クララは風を食む雄牛の時とは全く別の種類の恐怖を感じていた。あの時は見えない魔物に怯えた。いつ来るかも分からない突然の死に縮こまった。だが今回は違う。明確な圧があって『今にお前は死ぬのだ』と警告されているような気がする。
怖い、上手く呼吸が出来ない。手も冷える。足も動かなくて、猫に睨まれた鼠のように無力さに震える事しか出来ない。
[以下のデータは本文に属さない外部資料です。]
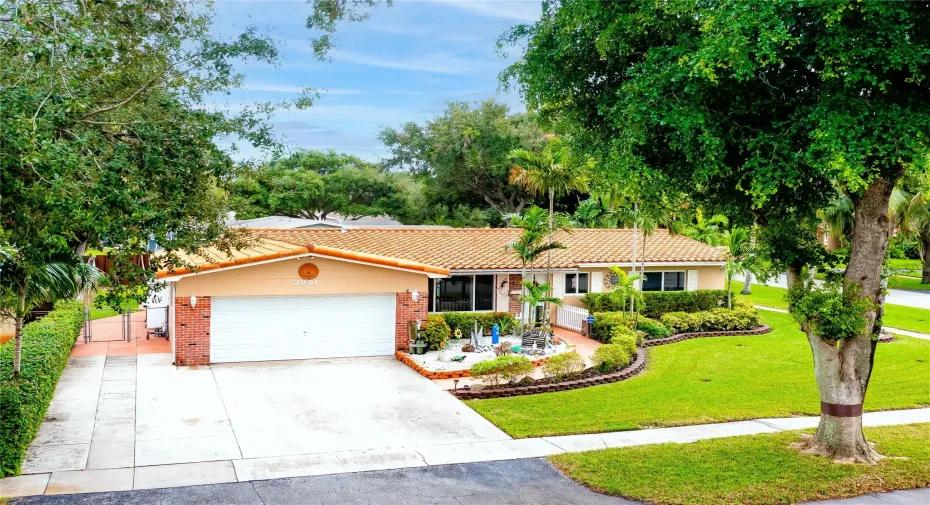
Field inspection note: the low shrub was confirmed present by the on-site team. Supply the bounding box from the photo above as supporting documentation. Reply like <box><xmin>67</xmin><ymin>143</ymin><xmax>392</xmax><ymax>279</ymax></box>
<box><xmin>636</xmin><ymin>317</ymin><xmax>672</xmax><ymax>340</ymax></box>
<box><xmin>0</xmin><ymin>300</ymin><xmax>84</xmax><ymax>477</ymax></box>
<box><xmin>442</xmin><ymin>312</ymin><xmax>517</xmax><ymax>335</ymax></box>
<box><xmin>591</xmin><ymin>344</ymin><xmax>633</xmax><ymax>373</ymax></box>
<box><xmin>581</xmin><ymin>290</ymin><xmax>727</xmax><ymax>318</ymax></box>
<box><xmin>610</xmin><ymin>325</ymin><xmax>642</xmax><ymax>356</ymax></box>
<box><xmin>423</xmin><ymin>314</ymin><xmax>452</xmax><ymax>351</ymax></box>
<box><xmin>662</xmin><ymin>303</ymin><xmax>760</xmax><ymax>333</ymax></box>
<box><xmin>543</xmin><ymin>352</ymin><xmax>584</xmax><ymax>380</ymax></box>
<box><xmin>588</xmin><ymin>312</ymin><xmax>629</xmax><ymax>342</ymax></box>
<box><xmin>469</xmin><ymin>354</ymin><xmax>533</xmax><ymax>386</ymax></box>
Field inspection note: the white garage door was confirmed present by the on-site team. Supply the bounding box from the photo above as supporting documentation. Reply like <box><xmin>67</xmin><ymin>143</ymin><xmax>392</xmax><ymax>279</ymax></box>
<box><xmin>210</xmin><ymin>294</ymin><xmax>395</xmax><ymax>363</ymax></box>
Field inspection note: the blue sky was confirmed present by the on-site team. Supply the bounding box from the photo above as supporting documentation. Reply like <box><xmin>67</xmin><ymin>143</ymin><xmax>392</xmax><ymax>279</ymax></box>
<box><xmin>213</xmin><ymin>0</ymin><xmax>540</xmax><ymax>161</ymax></box>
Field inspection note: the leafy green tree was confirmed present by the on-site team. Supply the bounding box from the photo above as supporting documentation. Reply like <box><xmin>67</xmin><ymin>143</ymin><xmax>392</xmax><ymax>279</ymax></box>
<box><xmin>380</xmin><ymin>100</ymin><xmax>544</xmax><ymax>216</ymax></box>
<box><xmin>503</xmin><ymin>0</ymin><xmax>930</xmax><ymax>463</ymax></box>
<box><xmin>510</xmin><ymin>138</ymin><xmax>590</xmax><ymax>279</ymax></box>
<box><xmin>0</xmin><ymin>0</ymin><xmax>277</xmax><ymax>316</ymax></box>
<box><xmin>230</xmin><ymin>151</ymin><xmax>404</xmax><ymax>219</ymax></box>
<box><xmin>0</xmin><ymin>260</ymin><xmax>104</xmax><ymax>375</ymax></box>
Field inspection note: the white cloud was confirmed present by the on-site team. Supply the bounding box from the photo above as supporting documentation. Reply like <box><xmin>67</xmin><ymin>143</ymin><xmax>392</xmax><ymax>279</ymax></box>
<box><xmin>330</xmin><ymin>49</ymin><xmax>490</xmax><ymax>75</ymax></box>
<box><xmin>434</xmin><ymin>0</ymin><xmax>542</xmax><ymax>23</ymax></box>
──聖女は、とんでもないことをしているのではないか?
そう思ってクララはマリアベルを見た。が、当の本人は布切れでアストロラーべについた泥を払ったり、軽く磨いたりして、まったく緊張感がなかった。
「どうしました?」
「えっ……。だって、大蛇が復活して……」
「思ったより弱そうですよ。所詮は蛇ですね、リアン」
「そうですね。雄牛よりは戦いやすいかと。心配しすぎたかも知れません」
クララは唖然とした。二人はこの威圧を感じないのか?
「さて、みなが英雄の登場を待ち望んでいますから、ささっと行って片付けましょうか」
マリアベルはそれだけを言って、散歩でも始めるような足取りで丘を下って行った。霧中現れた、多頭の蛇の巨大な影を背負って。